In stopping to think, I went to a sad place. I felt lost. Lost in my role. Lost in the busyness of life. I felt like I was being there for everyone (and have loved that!), but hadn’t any space left for me. I wasn’t feeling selfish, nor was I in a self-pity mode, but just lost for figuring out how to fix things. There has to be a way to live, love, be a mum, woman, friend, daughter, wife, on and on and on. And I couldn’t figure it out just then. Still haven’t. That was the source of my sadness. For someone who likes tidying things up, having a way forward, I had come to a still-stop. With all my best time management techniques so far (and I still have lots of room for improvement!), I found that I still was crawling into bed at night not even near done with my to-dos. And weeks keep rolling into months, and the year is racing to an end. Pressure.
Then I went and met with some ladies. It turned out to have been the best outcome for me. It wasn’t just a casual girl hang out. This had purpose. I was turned in the right direction. First, by the destruction of myths I’d been living with. One had to do with the need to be “super mum” since, goodness me, I’m home most of the time, right? Another to do with a great feeling of guilt fueled by fear. How does it manifest in a mum? According to the following thought-pattern: “If I choose to do such-and-such now for my child, what is the impact it will have on him or her? How will he turn out at age 25? It’ll be my fault if he’s a mess, so I need to make the perfect decision now.” And indeed, on a given day, that turns out to being the need to make, ooooh, I dunno…at least 20 perfect decisions? Who can live under that pressure? Yet, I’d been doing it to myself – very much unconsciously up to this point. Scary, right? It was very therapeutic to have these myths, these lies, identified, to have them labeled. I could see my problems right there in black and white. Very good. So, I’m a mess. Perfect.
Now what? Good thing is, I was turned onto truth that day. No, I needn’t live out the myth, the lie. There most certainly is no such thing as wonder woman. There are zero perfect kids. There’s no such thing as a “non-working” mum, and on and on. I now had to face truth. Which is what? I’m not to strive for perfection, as it isn’t my standard anyway. Jesus handled that and did it well. He is perfect so I don’t have to be. Above all, and this was great, He makes all our mistakes good! He turns them around. Which is why many parents only did the best they could (translate: made a ton of well-meaning mistakes!), and their kids are model citizens still! They committed their children to the capable hands of the One Who made them, then did the best they could on this earth with His grace! Liberating! Whew! I needed truth. Thing is, I need it every day.
I need to constantly combat the lies, the myths that come at me from society on a daily basis. To do that, my entire mind has to be changed by thinking and thinking and thinking some more (translate: meditating) on what is actually true! Only when I get the truth deep into me do I experience a real sense of enduring peace that flows into every aspect of my daily life.
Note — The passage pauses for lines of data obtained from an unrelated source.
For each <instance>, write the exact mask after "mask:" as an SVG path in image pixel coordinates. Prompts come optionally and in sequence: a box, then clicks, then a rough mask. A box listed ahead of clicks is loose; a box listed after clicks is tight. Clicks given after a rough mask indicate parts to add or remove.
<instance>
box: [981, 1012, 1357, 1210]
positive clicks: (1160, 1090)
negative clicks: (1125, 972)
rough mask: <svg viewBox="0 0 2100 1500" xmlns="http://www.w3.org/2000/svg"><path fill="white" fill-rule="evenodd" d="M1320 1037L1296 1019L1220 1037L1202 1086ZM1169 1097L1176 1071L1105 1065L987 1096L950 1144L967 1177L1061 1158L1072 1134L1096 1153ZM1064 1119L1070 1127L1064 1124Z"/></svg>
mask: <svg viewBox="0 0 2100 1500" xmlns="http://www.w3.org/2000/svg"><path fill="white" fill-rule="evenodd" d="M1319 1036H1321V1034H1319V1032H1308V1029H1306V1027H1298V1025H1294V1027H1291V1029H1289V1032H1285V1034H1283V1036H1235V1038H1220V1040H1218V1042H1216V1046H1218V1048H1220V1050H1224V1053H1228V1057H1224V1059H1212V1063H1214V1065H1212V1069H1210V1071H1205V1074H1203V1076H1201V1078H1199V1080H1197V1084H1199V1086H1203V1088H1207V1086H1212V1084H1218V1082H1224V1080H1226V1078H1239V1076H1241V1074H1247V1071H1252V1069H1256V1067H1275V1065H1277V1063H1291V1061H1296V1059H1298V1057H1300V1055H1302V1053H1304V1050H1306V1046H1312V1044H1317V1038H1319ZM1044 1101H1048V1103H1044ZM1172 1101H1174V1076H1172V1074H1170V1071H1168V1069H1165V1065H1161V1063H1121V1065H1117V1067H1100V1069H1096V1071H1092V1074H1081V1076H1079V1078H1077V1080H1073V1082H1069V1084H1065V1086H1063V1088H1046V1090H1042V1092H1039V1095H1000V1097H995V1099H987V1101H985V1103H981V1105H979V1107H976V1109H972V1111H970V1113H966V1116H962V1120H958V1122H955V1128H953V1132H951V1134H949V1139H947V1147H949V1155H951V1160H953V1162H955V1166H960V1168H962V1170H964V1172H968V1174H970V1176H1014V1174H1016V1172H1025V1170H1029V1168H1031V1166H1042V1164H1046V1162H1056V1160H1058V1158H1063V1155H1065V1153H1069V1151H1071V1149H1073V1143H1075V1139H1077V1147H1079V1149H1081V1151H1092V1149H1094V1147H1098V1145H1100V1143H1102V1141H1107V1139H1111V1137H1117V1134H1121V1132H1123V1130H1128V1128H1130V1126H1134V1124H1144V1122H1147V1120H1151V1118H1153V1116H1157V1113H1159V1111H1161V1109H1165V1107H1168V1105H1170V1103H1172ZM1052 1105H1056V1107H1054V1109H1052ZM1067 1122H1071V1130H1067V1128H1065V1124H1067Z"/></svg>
I walked away from that community renewed, revived. Feeling…super. I’m ready to feed on truth and, yes, grace.
Does this all resonate with any of you? Needn’t have to do solely with parenting, but just the idea of being super overwhelmed in life and needing someone to hand it over to.
Talk to me about yours, then!
2 thoughts on “Not good enough, eh?”
Your insight about trying to make “perfect decisions” really helped me. I relate completely! Parenting is a tremendous responsibility and I definitely fall into that trap of pressure. Sometimes I wonder if I’m actually sabotaging my chances to rest and enjoy moments in my day by taking a free moment and insisting on using it to “accomplish” something. Thank you so much for sharing!
I can sooo identify with what you said in the second to last sentence! And when I do said task, I feel even worse by night time. Completely beat and no use to anyone. So I too have been learning that is ok to shut it down. Shut it all down. Nothing matters more in certain moments than my recentering. Remember, “He restores my soul.” Let’s give Him those moments when that (restoring) can actually happen. Love you, friend. Thanks for your comment!